I had a very large repository from which I needed to extract a single folder; even --index-filter was predicted to take 8 hours to finish. Here's what I did instead.

  1. Obtain a list of all the past names of the folder. In my case there were only two, old-name and new-name.

  2. For each name:

     $ git checkout master
     $ git checkout -b filter-old-name
     $ git filter-branch --subdirectory-filter old-name
    

    This will give you several disconnected branches, each containing history for one of the names.

  3. The filter-old-name branch should end with the commit which renamed the folder, and the filter-new-name branch should begin with the same commit. (The same applies if there was more than one rename: you'll wind up with an equivalent number of branches, each with a commit shared with the next one along.) One should delete everything and the other should recreate it again.

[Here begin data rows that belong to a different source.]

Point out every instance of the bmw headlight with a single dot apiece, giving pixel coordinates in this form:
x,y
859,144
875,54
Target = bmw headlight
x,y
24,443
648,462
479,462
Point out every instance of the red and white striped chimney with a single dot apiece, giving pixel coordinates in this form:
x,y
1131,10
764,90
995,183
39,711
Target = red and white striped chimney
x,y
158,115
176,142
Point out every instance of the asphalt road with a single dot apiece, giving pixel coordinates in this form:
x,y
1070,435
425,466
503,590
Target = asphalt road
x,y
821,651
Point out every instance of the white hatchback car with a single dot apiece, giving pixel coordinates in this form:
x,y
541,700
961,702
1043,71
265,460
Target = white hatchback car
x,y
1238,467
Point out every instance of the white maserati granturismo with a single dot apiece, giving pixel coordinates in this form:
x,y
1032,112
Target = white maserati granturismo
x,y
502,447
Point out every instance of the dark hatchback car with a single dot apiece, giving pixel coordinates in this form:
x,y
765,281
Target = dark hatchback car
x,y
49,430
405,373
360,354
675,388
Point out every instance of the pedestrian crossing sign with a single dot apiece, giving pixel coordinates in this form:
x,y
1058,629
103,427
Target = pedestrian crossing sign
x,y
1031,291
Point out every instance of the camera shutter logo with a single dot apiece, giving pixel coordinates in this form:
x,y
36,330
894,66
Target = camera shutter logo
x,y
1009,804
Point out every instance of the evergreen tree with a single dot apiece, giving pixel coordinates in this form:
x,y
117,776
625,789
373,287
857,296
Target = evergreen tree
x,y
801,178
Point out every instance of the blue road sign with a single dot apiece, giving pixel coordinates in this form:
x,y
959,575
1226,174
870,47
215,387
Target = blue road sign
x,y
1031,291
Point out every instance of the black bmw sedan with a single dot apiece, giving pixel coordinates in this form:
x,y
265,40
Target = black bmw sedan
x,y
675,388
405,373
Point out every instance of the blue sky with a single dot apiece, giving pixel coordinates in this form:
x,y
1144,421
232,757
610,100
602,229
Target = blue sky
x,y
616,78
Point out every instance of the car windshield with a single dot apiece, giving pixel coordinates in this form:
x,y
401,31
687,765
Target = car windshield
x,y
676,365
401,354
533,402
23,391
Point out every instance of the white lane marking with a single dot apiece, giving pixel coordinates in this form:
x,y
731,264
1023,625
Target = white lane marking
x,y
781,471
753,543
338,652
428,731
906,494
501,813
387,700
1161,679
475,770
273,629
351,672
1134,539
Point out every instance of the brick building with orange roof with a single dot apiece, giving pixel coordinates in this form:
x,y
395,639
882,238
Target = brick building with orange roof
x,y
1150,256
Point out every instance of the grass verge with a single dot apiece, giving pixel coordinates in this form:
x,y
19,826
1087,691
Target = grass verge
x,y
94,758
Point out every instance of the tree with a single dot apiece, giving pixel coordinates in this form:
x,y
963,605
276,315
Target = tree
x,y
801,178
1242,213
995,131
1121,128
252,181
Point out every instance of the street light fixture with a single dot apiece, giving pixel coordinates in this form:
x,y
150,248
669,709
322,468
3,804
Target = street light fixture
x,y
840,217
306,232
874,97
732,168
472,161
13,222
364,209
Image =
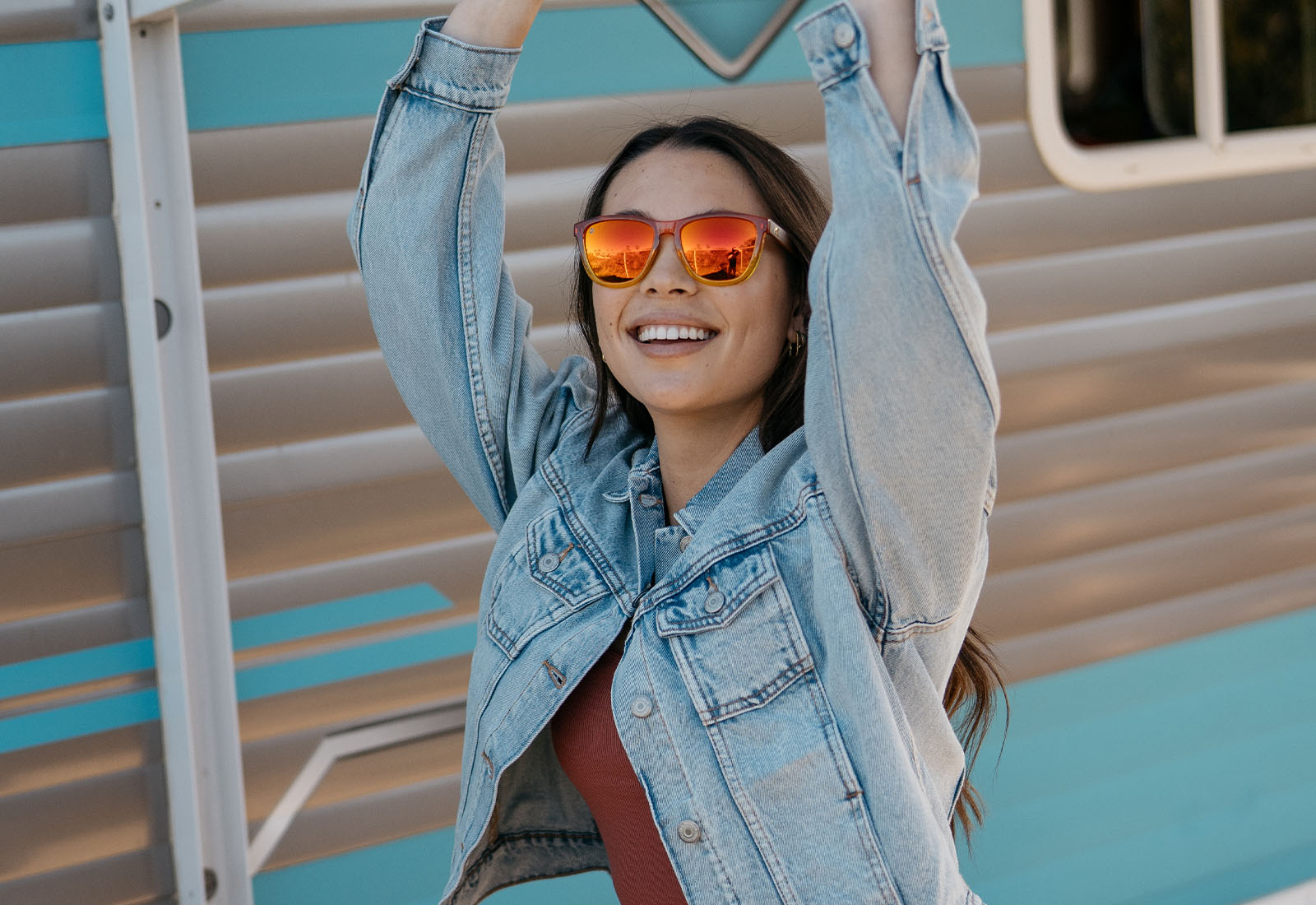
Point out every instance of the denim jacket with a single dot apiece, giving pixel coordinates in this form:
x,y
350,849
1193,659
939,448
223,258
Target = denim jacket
x,y
791,636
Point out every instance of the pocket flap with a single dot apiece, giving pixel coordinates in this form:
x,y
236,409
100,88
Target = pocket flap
x,y
717,596
559,564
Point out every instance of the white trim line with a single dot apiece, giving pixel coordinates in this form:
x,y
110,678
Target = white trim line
x,y
1304,893
155,225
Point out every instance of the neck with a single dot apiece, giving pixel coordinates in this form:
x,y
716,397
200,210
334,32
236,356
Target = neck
x,y
691,449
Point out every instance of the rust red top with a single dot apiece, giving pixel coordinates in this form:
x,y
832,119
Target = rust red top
x,y
590,751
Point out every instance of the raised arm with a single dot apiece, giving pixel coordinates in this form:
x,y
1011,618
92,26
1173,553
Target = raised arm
x,y
901,400
428,234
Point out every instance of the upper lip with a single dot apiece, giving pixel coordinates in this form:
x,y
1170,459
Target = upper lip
x,y
669,320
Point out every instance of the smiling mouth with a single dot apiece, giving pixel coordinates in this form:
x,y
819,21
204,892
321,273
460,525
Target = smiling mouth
x,y
671,333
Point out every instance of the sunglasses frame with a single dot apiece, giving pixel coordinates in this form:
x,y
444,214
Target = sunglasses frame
x,y
762,225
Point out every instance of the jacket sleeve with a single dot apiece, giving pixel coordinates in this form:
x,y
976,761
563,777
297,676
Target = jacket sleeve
x,y
428,230
901,395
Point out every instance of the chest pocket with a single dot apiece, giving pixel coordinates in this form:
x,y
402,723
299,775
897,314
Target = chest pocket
x,y
546,580
736,637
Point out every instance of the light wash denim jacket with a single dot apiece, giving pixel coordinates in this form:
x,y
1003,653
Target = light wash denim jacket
x,y
781,689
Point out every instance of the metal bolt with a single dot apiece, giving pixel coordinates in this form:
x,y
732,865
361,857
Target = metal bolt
x,y
164,318
688,832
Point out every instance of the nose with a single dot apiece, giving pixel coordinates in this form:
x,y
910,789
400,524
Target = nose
x,y
669,274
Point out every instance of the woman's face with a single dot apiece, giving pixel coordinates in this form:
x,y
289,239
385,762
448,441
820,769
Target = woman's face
x,y
723,375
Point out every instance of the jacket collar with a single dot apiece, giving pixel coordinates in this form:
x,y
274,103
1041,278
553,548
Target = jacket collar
x,y
737,465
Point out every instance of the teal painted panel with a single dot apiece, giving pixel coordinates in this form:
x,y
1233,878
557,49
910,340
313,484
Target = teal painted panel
x,y
1208,803
86,718
261,77
89,717
138,656
354,662
76,667
1151,777
337,616
410,871
50,92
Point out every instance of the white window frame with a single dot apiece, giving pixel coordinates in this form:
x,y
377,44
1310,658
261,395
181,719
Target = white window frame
x,y
1211,154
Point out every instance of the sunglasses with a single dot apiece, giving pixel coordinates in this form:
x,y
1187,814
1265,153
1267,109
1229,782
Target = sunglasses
x,y
717,248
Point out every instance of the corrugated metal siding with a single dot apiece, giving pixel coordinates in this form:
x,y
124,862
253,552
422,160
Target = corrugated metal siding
x,y
85,816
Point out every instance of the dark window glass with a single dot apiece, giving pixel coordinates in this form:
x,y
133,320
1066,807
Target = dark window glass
x,y
1270,63
1125,66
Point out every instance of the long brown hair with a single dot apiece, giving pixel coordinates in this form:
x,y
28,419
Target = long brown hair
x,y
796,204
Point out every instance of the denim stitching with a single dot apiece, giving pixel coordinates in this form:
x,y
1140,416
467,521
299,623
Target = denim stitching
x,y
470,324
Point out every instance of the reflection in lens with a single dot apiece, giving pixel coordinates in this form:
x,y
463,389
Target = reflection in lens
x,y
719,248
618,250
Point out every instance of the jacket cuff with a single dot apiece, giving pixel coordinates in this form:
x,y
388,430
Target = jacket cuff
x,y
836,45
457,72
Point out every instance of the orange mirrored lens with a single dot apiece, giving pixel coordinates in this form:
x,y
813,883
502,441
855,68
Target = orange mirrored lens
x,y
618,250
719,248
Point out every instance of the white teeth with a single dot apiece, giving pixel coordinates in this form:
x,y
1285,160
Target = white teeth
x,y
651,332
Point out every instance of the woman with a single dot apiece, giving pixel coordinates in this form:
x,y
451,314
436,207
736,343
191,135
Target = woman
x,y
716,646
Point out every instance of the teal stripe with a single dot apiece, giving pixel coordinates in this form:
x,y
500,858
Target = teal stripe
x,y
411,871
1177,670
260,77
1162,777
354,662
76,667
109,661
337,616
50,92
86,718
1160,731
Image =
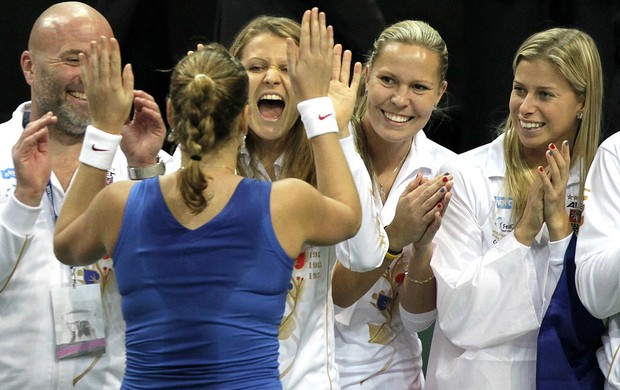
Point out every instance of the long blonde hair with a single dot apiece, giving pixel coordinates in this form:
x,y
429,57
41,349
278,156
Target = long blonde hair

Make sure that these two commits have identical contents; if they don't, the file was modified in addition to being renamed, and you will need to merge the changes. (In my case I didn't have this problem so I don't know how to solve it.)

    An easy way to check this is to try rebasing filter-new-name on top of filter-old-name and then squashing the two commits together: git should complain that this produces an empty commit. (Note that you will want to do this on a spare branch and then delete it: rebasing deletes the Committer information from the commits, thus losing some of the history you want to keep.)

  4. The next step is to graft the two branches together, skipping the two commits which renamed the folder. (Otherwise there will be a weird jump where everything is deleted and recreated.) This involves finding the full SHA (all 40 characters!) of the two commits and putting them into git's info, with the new name branch's commit first, and the old name branch's commit second.

     $ echo $NEW_NAME_SECOND_COMMIT_SHA1 $OLD_NAME_PENULTIMATE_COMMIT_SHA1 >> .git/info/grafts
    

    If you've done this right, git log --graph should now show a line from the end of the new history to the start of the old history.

  5. This graft is currently temporary: it is not yet part of the history, and won't follow along with clones or pushes. To make it permanent:

     $ git filter-branch
    

    This will refilter the branch without trying to make any further changes, making the graft permanent (changing all of the commits in the filter-new-name branch). You should now be able to delete the .git/info/grafts file.

At the end of all of this, you should now have on the filter-new-name branch all of the history from both names for the folder. You can then use this separate repository, or merge it into another one, or whatever you'd like to do with this history.